The brief structured a challenge to design a low energy building with the highest level of thermal comfort, acoustics, visual aesthetics and air quality. Rather than adapt the environment to meet our expectations of ‘comfort’ we suggested that we should adapt ourselves to the environment. 

Our bodies have an average of 60,000 miles of arteries, capillaries and veins. These blood vessels have little muscles that help pump blood and provide oxygen throughout the body. Without exercising these muscles by moving from hot to cold and cold to hot their condition will become weakened and eventually atrophy. Being warm all the time puts unnecessary pressure on the heart to pump blood solely, emphasizing the increasing daily stress we all experience. 

Given the choice, we will almost unanimously choose to be warm rather than cold. We associate comfort with warmth, but what is comfort and what does it mean to be comfortable? Author Dr. Christopher Ryan claims “comfort should be positive and pleasurable, not just the absence of discomfort.” This calls for a redefinition of what we currently think being comfortable is. The mistake of modern society is believing that every slightly negative sensation needs to be filtered out. When we do this we are ignoring our bodies and don’t learn to adapt.

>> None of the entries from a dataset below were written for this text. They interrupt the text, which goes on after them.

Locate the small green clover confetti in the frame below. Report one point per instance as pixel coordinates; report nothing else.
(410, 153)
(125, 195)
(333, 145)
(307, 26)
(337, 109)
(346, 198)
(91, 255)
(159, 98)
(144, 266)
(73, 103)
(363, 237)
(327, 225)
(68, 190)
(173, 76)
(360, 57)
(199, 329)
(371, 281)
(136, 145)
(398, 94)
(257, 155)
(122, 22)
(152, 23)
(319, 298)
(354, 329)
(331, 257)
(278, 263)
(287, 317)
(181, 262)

The solid rectangular timber form represents the rigid body of thought suggesting that modern human beings should live environmentally comfortable daily lives. The subtracted organic sculptural form represents a new approach that considers us as biological beings that can adapt to any environment so that we can enjoy the best experience anywhere. Its situation in Botanic Gardens allows it to be circulated with fresh outdoor air.

The pavilion has two small rooms with opposing extremes in temperature. One room will be a chilly -10°C and the other a searing 40°C.The Warmflow Ground Source Heat Pump enables the hot and cold rooms to be heated and cooled with minimal intervention this reducing operating costs, whilst also standing alone without the need for fossil fuels. Exploring the pavilion, moving from hot to cold or cold to hot, exercises our blood vessel muscles regaining and optimizing our ability to hand cold and heat. In this respect the pavilion unconventionally addresses our perception of thermal comfort.

Pavilion design by Aileen McConaghie, Kate Doherty and Colin McClelland.